Friday night began before dark while waiting with my friend Drew at his gallery SPF Projects for our friends to go to ARTafterDARK. Both the girls and the guys we were to meet decided that this was the evening that they would play prom princess and were taking forever to get ready. I was due to sound-check at quarter to 10 and didn’t have the luxury of time to obsess over which button to button my shirt up to, or if I should change into something with a less pointy collar. I was ready to go out.

As I twiddled my thumbs waiting, I remembered an email I received about a SPELLS and Red Bull Music Academy event taking place in Chinatown and decided that it’d be a good idea to check it out before I played at Jus Bone’s monthly hip-hop event at The Dragon Upstairs. When we arrived, it seemed like Tittah-byte + Davey Shindig were in the middle of a trade-off, and the invite-only crowd was getting hyped and ready for Daedelus to hit the decks. The loft was fancy, and the drinks were on the house. Joseph Paahana of the SPELLS crew had visuals blasting on a large flat-panel monitor, and the crowd seemed to be mainly a mix of DJs who were about to run off to their own gigs, guys in bands and girls who like to party.


The next morning I caught up with Ara Feducia (one of the organizers) in the parking lot of Morning Glass (home of cheeseburger pancakes), and she told me about how she wanted more events like this to start happening. Bringing underground acts to Hawaii is a risk for promoters because you have to balance the desire to expose the audience out here to new music with the practical reality of covering the event’s expenses. This event felt like a big “thank you” to everyone who is involved in the scene: bringing out a super dope artist for an intimate show that we could check out for free. I appreciate the resourcefulness required for throwing something like this together. It takes the right timing, the right people and the right space.

Speaking of space, I told you about the Space Party, right? Just around the corner from Hawaii Theatre, up a long spiral staircase in a low-ceilinged Chinatown attic, about 100 people gathered to wish happy birthday to one of the island’s up-and-coming DJs, Gnarly. Kind of like a space-time flip on how the other party was a “before everyone did their thing” thing, this was after the UFC Fights, Bevy’s one-year anniversary, Love Fest and everything else that happened Saturday, stretching into the wee hours of Sunday morning.

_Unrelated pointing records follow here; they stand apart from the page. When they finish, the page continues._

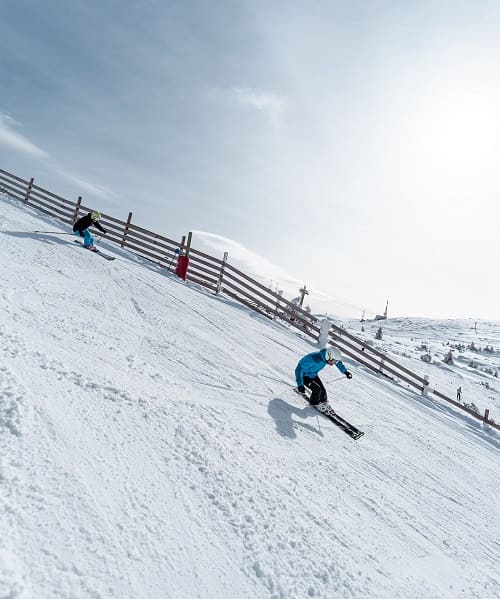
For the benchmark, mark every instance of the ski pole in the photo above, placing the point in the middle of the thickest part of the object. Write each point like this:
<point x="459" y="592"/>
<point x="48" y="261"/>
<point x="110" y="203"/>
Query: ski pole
<point x="53" y="232"/>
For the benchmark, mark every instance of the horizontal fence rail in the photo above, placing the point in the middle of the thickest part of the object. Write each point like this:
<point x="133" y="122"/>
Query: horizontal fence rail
<point x="220" y="277"/>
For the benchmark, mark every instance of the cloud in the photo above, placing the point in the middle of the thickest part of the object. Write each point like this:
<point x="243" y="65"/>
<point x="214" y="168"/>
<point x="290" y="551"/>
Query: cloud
<point x="92" y="188"/>
<point x="271" y="106"/>
<point x="13" y="139"/>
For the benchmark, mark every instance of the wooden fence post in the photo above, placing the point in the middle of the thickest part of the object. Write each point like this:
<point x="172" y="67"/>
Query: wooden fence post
<point x="77" y="208"/>
<point x="221" y="274"/>
<point x="279" y="292"/>
<point x="28" y="191"/>
<point x="323" y="332"/>
<point x="188" y="246"/>
<point x="129" y="219"/>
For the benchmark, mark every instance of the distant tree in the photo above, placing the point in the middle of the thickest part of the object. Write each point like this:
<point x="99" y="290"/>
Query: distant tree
<point x="448" y="359"/>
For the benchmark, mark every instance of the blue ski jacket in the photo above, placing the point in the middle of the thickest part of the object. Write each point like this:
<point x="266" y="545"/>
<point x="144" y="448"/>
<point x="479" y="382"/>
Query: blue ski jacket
<point x="311" y="364"/>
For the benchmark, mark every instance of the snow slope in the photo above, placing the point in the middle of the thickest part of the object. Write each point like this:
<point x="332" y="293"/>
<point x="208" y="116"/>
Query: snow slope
<point x="151" y="447"/>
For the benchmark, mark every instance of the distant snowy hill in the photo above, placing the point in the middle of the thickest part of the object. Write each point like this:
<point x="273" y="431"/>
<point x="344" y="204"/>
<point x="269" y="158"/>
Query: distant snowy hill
<point x="151" y="445"/>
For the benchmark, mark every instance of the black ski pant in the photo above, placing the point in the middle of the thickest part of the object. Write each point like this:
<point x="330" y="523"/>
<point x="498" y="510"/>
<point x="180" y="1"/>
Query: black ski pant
<point x="318" y="391"/>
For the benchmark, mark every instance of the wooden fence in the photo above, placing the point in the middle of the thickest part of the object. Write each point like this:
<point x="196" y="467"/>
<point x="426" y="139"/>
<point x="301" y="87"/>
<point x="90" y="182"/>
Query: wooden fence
<point x="219" y="276"/>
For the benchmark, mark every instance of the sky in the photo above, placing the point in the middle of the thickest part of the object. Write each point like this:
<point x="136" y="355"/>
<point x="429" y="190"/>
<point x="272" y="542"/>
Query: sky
<point x="151" y="445"/>
<point x="352" y="147"/>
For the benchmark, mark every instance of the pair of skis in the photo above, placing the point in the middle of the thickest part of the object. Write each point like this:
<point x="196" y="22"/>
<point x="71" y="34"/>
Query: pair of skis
<point x="96" y="251"/>
<point x="330" y="413"/>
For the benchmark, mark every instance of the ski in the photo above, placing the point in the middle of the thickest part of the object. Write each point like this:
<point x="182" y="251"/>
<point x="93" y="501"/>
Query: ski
<point x="330" y="413"/>
<point x="96" y="251"/>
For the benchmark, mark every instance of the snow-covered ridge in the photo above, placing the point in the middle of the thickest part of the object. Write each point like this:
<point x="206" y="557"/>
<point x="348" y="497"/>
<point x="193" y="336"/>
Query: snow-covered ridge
<point x="151" y="446"/>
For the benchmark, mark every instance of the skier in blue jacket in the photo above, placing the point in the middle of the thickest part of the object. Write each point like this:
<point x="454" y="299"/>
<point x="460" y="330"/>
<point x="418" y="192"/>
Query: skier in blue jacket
<point x="306" y="374"/>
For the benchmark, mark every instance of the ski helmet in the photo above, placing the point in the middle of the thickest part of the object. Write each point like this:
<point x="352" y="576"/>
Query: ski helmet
<point x="332" y="354"/>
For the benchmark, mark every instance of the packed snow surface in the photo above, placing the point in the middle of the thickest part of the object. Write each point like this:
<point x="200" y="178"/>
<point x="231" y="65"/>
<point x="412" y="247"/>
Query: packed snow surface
<point x="151" y="445"/>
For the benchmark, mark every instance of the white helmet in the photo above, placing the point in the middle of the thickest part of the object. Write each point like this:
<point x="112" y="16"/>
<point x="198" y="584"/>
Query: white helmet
<point x="332" y="354"/>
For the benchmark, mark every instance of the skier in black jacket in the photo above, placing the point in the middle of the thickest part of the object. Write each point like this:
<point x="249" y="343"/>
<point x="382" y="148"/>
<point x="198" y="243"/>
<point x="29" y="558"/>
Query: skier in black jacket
<point x="81" y="228"/>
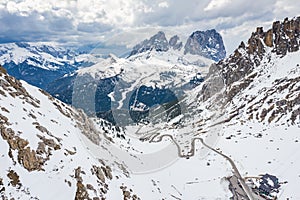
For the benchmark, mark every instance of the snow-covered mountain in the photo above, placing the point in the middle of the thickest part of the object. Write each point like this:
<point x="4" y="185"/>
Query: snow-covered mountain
<point x="208" y="44"/>
<point x="155" y="73"/>
<point x="41" y="63"/>
<point x="236" y="135"/>
<point x="154" y="77"/>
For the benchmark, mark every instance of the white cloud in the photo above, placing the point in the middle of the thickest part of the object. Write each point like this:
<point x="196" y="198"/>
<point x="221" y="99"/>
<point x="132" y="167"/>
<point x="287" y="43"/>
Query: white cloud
<point x="123" y="21"/>
<point x="217" y="4"/>
<point x="163" y="4"/>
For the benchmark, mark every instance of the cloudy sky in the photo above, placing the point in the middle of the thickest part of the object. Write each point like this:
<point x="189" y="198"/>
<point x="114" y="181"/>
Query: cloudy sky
<point x="126" y="22"/>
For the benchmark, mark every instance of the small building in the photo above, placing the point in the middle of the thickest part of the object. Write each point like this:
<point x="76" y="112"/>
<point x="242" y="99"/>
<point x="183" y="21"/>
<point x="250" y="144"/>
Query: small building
<point x="268" y="184"/>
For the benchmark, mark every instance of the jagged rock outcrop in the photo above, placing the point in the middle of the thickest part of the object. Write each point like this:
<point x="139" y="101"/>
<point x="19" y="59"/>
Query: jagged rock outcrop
<point x="229" y="77"/>
<point x="157" y="42"/>
<point x="175" y="43"/>
<point x="282" y="38"/>
<point x="206" y="43"/>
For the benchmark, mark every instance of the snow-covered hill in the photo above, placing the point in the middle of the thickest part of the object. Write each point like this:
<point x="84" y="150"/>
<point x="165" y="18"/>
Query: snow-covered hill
<point x="233" y="134"/>
<point x="41" y="63"/>
<point x="113" y="82"/>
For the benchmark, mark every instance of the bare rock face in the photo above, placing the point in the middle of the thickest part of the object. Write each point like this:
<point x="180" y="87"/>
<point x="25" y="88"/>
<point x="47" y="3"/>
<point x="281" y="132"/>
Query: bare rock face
<point x="2" y="70"/>
<point x="26" y="156"/>
<point x="175" y="43"/>
<point x="283" y="37"/>
<point x="206" y="43"/>
<point x="157" y="42"/>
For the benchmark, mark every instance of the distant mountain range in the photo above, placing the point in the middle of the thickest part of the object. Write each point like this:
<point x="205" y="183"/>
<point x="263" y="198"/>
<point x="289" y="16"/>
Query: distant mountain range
<point x="156" y="71"/>
<point x="235" y="135"/>
<point x="208" y="44"/>
<point x="41" y="63"/>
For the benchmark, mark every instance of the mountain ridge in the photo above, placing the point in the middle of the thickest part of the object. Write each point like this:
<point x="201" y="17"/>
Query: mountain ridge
<point x="208" y="44"/>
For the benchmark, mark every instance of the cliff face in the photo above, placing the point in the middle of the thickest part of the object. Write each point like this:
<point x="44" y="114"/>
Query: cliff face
<point x="282" y="38"/>
<point x="208" y="44"/>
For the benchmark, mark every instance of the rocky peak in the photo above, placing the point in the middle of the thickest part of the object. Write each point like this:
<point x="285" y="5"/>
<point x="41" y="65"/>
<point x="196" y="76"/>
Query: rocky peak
<point x="283" y="37"/>
<point x="157" y="42"/>
<point x="206" y="43"/>
<point x="175" y="43"/>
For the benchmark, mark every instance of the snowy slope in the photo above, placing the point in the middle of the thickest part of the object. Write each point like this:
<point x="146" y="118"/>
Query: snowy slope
<point x="42" y="155"/>
<point x="41" y="63"/>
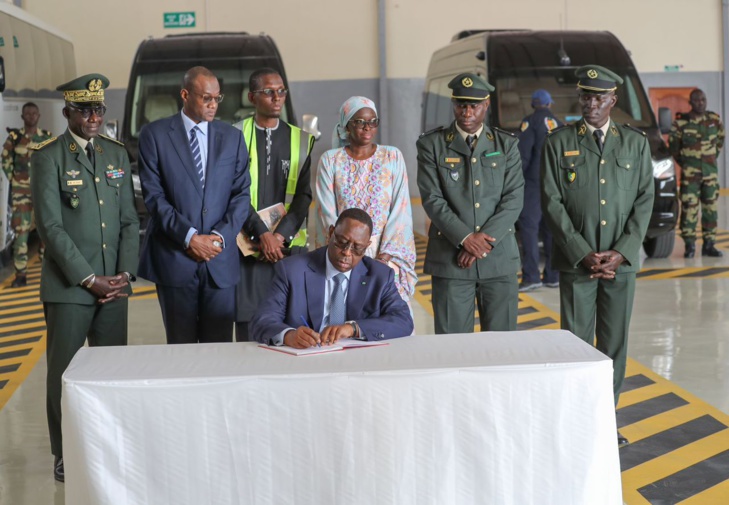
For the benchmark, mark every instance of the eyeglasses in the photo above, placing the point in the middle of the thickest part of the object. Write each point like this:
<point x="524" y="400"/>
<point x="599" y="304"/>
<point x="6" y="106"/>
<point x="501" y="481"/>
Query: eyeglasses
<point x="270" y="92"/>
<point x="86" y="112"/>
<point x="208" y="98"/>
<point x="361" y="123"/>
<point x="342" y="245"/>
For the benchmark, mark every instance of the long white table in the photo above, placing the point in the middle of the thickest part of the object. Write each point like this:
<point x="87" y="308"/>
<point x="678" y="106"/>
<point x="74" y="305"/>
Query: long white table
<point x="486" y="418"/>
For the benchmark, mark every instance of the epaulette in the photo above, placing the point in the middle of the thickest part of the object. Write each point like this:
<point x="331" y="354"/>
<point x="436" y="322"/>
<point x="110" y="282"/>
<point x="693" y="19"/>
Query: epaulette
<point x="552" y="132"/>
<point x="626" y="125"/>
<point x="431" y="131"/>
<point x="111" y="140"/>
<point x="503" y="131"/>
<point x="40" y="146"/>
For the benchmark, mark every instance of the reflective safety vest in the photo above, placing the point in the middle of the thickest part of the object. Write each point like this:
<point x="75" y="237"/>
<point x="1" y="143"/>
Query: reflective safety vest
<point x="301" y="144"/>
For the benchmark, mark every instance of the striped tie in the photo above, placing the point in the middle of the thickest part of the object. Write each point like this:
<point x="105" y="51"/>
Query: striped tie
<point x="337" y="310"/>
<point x="196" y="154"/>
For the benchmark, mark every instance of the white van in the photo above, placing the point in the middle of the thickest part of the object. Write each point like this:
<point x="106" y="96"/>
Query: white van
<point x="34" y="59"/>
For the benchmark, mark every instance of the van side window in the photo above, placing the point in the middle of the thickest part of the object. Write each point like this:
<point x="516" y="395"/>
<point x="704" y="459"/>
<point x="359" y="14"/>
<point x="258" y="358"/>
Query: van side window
<point x="438" y="110"/>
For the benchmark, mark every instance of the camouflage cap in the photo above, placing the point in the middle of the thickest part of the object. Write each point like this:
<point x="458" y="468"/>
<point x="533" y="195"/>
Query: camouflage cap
<point x="88" y="88"/>
<point x="597" y="79"/>
<point x="470" y="87"/>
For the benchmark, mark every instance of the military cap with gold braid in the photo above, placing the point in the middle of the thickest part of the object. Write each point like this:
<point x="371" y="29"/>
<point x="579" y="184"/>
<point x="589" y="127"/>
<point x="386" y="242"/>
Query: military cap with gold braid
<point x="470" y="87"/>
<point x="597" y="79"/>
<point x="87" y="89"/>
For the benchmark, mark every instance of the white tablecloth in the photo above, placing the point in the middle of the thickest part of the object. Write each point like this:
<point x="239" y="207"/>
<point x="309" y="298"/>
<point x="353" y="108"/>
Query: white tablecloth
<point x="487" y="418"/>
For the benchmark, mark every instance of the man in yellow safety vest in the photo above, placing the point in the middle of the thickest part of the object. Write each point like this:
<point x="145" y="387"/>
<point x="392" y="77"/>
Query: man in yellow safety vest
<point x="280" y="159"/>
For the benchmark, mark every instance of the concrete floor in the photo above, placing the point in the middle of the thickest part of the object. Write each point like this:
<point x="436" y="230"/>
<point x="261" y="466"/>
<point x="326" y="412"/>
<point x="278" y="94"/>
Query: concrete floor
<point x="679" y="330"/>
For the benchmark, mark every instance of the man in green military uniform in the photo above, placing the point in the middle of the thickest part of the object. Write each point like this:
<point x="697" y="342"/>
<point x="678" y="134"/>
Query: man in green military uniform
<point x="597" y="197"/>
<point x="16" y="164"/>
<point x="695" y="141"/>
<point x="84" y="204"/>
<point x="280" y="161"/>
<point x="472" y="187"/>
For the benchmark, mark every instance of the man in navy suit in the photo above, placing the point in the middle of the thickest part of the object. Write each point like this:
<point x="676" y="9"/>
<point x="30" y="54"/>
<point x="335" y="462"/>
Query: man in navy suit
<point x="333" y="293"/>
<point x="194" y="174"/>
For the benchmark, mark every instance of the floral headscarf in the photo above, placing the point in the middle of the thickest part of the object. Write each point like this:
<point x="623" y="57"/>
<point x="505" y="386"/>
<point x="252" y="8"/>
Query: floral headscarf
<point x="346" y="112"/>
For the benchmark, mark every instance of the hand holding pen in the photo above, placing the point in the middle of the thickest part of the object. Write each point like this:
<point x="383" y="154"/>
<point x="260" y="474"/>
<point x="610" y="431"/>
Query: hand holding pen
<point x="302" y="337"/>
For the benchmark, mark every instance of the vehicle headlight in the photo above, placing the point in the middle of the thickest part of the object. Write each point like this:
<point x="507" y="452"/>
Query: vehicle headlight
<point x="664" y="169"/>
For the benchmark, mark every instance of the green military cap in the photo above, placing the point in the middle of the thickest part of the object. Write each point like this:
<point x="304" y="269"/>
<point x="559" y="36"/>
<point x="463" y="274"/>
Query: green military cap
<point x="470" y="87"/>
<point x="88" y="88"/>
<point x="597" y="79"/>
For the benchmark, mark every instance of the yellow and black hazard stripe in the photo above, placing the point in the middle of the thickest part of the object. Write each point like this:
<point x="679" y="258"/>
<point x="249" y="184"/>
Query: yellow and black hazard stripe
<point x="23" y="329"/>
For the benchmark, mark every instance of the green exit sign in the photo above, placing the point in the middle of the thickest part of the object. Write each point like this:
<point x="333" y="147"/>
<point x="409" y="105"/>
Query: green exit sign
<point x="179" y="19"/>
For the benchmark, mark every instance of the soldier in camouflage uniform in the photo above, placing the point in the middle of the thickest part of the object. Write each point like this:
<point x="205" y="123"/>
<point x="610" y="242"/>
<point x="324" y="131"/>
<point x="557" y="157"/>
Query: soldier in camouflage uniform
<point x="695" y="142"/>
<point x="16" y="162"/>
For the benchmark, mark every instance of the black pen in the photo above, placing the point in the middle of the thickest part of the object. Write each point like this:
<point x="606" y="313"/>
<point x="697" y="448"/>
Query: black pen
<point x="303" y="320"/>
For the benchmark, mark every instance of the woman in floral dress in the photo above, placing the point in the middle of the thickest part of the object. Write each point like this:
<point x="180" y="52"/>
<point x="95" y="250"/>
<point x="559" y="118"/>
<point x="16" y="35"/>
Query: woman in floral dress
<point x="359" y="173"/>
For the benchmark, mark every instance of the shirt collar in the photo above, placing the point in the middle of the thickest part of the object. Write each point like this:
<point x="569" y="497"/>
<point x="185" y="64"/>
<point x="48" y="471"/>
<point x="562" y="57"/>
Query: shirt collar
<point x="604" y="128"/>
<point x="466" y="134"/>
<point x="81" y="142"/>
<point x="331" y="271"/>
<point x="190" y="124"/>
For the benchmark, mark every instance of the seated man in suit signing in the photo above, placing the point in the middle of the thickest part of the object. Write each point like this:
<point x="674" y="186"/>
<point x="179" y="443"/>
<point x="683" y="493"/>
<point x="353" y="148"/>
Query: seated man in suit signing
<point x="333" y="293"/>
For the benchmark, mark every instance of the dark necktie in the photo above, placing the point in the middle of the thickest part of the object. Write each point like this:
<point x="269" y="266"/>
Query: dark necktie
<point x="90" y="153"/>
<point x="471" y="141"/>
<point x="598" y="138"/>
<point x="336" y="307"/>
<point x="197" y="155"/>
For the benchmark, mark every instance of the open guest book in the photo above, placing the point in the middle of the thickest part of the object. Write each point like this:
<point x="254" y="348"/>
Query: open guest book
<point x="271" y="216"/>
<point x="342" y="345"/>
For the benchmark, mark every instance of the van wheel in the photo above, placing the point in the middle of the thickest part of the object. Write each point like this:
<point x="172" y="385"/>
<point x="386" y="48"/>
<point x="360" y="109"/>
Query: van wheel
<point x="660" y="246"/>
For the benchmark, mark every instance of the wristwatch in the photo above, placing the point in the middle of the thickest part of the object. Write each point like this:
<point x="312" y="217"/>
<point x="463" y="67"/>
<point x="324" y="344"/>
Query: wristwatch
<point x="355" y="327"/>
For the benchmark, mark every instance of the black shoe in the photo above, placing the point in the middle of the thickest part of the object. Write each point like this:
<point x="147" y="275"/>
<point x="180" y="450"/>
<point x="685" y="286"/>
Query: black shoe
<point x="708" y="249"/>
<point x="58" y="472"/>
<point x="19" y="282"/>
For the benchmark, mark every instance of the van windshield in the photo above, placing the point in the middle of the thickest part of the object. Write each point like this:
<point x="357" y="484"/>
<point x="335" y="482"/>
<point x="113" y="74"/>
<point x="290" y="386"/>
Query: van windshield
<point x="157" y="90"/>
<point x="514" y="88"/>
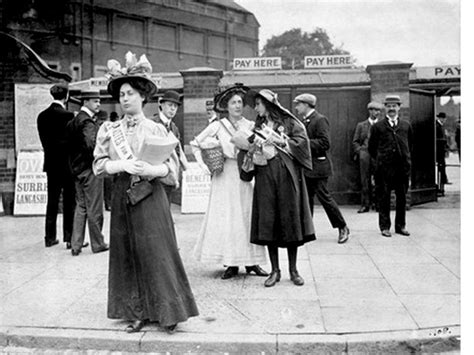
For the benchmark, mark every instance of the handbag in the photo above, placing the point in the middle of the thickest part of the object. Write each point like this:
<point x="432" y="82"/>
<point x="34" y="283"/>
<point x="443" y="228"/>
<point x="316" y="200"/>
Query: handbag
<point x="138" y="191"/>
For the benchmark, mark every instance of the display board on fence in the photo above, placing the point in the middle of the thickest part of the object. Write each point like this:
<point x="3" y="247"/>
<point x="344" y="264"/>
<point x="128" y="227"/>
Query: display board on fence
<point x="31" y="186"/>
<point x="30" y="100"/>
<point x="195" y="190"/>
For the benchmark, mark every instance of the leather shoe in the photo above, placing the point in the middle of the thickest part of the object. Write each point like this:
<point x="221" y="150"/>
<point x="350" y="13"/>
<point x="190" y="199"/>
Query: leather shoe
<point x="274" y="277"/>
<point x="386" y="233"/>
<point x="402" y="231"/>
<point x="296" y="278"/>
<point x="230" y="272"/>
<point x="256" y="269"/>
<point x="104" y="248"/>
<point x="50" y="243"/>
<point x="343" y="235"/>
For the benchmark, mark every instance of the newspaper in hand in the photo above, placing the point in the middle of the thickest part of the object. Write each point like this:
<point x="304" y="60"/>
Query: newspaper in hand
<point x="157" y="149"/>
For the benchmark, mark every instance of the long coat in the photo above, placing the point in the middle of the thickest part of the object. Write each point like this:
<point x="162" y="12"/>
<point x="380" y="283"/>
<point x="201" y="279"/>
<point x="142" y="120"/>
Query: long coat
<point x="391" y="147"/>
<point x="52" y="130"/>
<point x="82" y="132"/>
<point x="317" y="127"/>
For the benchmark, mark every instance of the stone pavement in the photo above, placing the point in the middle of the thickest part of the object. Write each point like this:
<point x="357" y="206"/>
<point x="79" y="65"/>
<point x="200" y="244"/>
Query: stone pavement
<point x="399" y="294"/>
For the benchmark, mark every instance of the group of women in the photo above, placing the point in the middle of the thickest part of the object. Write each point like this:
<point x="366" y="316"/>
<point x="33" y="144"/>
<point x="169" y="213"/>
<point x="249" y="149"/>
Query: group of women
<point x="147" y="280"/>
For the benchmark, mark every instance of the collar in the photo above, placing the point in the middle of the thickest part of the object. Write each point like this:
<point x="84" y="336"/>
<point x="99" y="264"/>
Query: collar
<point x="59" y="102"/>
<point x="88" y="111"/>
<point x="166" y="121"/>
<point x="132" y="121"/>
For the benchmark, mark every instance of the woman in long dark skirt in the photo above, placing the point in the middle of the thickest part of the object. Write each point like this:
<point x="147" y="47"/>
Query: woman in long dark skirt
<point x="281" y="217"/>
<point x="147" y="280"/>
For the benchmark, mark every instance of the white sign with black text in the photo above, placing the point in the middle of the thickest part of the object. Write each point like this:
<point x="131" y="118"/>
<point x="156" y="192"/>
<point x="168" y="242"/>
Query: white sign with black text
<point x="260" y="63"/>
<point x="31" y="184"/>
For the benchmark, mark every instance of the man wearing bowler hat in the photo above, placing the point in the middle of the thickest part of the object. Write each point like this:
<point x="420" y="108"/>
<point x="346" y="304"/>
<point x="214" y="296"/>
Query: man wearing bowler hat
<point x="390" y="143"/>
<point x="82" y="132"/>
<point x="441" y="148"/>
<point x="169" y="103"/>
<point x="361" y="155"/>
<point x="52" y="124"/>
<point x="317" y="127"/>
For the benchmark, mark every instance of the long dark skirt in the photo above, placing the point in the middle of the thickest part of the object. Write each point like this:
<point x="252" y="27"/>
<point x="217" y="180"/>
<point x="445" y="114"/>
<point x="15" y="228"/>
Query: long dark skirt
<point x="280" y="213"/>
<point x="147" y="280"/>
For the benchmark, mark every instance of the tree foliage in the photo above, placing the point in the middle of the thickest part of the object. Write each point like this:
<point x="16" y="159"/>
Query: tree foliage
<point x="293" y="45"/>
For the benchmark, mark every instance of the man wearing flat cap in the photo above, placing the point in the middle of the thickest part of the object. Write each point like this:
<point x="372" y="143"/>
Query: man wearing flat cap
<point x="317" y="127"/>
<point x="52" y="124"/>
<point x="441" y="148"/>
<point x="390" y="144"/>
<point x="82" y="131"/>
<point x="169" y="104"/>
<point x="361" y="155"/>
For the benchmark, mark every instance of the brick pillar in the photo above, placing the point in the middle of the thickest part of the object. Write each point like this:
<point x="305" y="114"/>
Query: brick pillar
<point x="392" y="79"/>
<point x="199" y="85"/>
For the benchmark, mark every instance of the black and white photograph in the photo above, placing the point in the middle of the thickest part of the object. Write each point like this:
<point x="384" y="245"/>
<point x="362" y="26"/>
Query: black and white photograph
<point x="233" y="177"/>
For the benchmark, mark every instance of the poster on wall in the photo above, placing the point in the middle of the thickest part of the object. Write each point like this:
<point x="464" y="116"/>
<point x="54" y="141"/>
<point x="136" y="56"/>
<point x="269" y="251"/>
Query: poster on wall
<point x="31" y="187"/>
<point x="30" y="100"/>
<point x="195" y="190"/>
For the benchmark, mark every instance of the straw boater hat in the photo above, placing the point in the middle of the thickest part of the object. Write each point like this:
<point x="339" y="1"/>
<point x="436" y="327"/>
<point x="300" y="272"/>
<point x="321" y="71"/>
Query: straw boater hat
<point x="140" y="70"/>
<point x="221" y="99"/>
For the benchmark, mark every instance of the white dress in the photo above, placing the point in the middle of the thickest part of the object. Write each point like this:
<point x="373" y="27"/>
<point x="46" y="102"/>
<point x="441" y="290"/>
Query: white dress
<point x="224" y="236"/>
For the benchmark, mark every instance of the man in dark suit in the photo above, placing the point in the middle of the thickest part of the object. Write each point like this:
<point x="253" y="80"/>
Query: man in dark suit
<point x="317" y="127"/>
<point x="441" y="148"/>
<point x="82" y="133"/>
<point x="361" y="155"/>
<point x="169" y="104"/>
<point x="52" y="124"/>
<point x="390" y="143"/>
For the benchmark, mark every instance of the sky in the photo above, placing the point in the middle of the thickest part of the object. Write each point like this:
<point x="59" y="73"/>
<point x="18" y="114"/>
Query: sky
<point x="422" y="32"/>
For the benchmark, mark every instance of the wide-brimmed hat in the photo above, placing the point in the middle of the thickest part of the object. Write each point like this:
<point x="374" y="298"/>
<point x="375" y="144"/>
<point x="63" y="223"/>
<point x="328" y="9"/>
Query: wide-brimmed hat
<point x="139" y="70"/>
<point x="270" y="98"/>
<point x="89" y="94"/>
<point x="221" y="99"/>
<point x="306" y="98"/>
<point x="374" y="105"/>
<point x="392" y="99"/>
<point x="171" y="96"/>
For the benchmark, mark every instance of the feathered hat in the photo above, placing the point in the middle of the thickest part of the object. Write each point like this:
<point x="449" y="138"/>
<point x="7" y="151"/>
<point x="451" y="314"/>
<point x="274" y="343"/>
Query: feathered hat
<point x="140" y="70"/>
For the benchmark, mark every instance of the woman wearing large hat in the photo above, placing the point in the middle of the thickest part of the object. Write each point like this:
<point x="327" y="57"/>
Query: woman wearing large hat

It has been just 10 years since Hawaii Theatre’s marquee has been restored. Since that time, thousands upon thousands have experienced the brilliance of its dazzling lights. In urban Honolulu, artificial lighting often takes the place of the glory that a night’s sky might provide to a rural setting. A powerful telescope on a dark night can give glimpses of ionized gas clouds that swirl in shimmering bursts of mystical colors with twinkling stars piercing through the dark, like the eyes of feral cats in a Kakaako parking lot.

What we can’t have from the heavens above, we can re-create through Edison’s bulbs, Holonyak’s diodes, Byler’s black light and the cheapest fog machine they sell at Party City.

Also in Honolulu, unlike in the vacuum of space, we can listen to some of the best DJs on the planet and do so alongside our friends in paradise.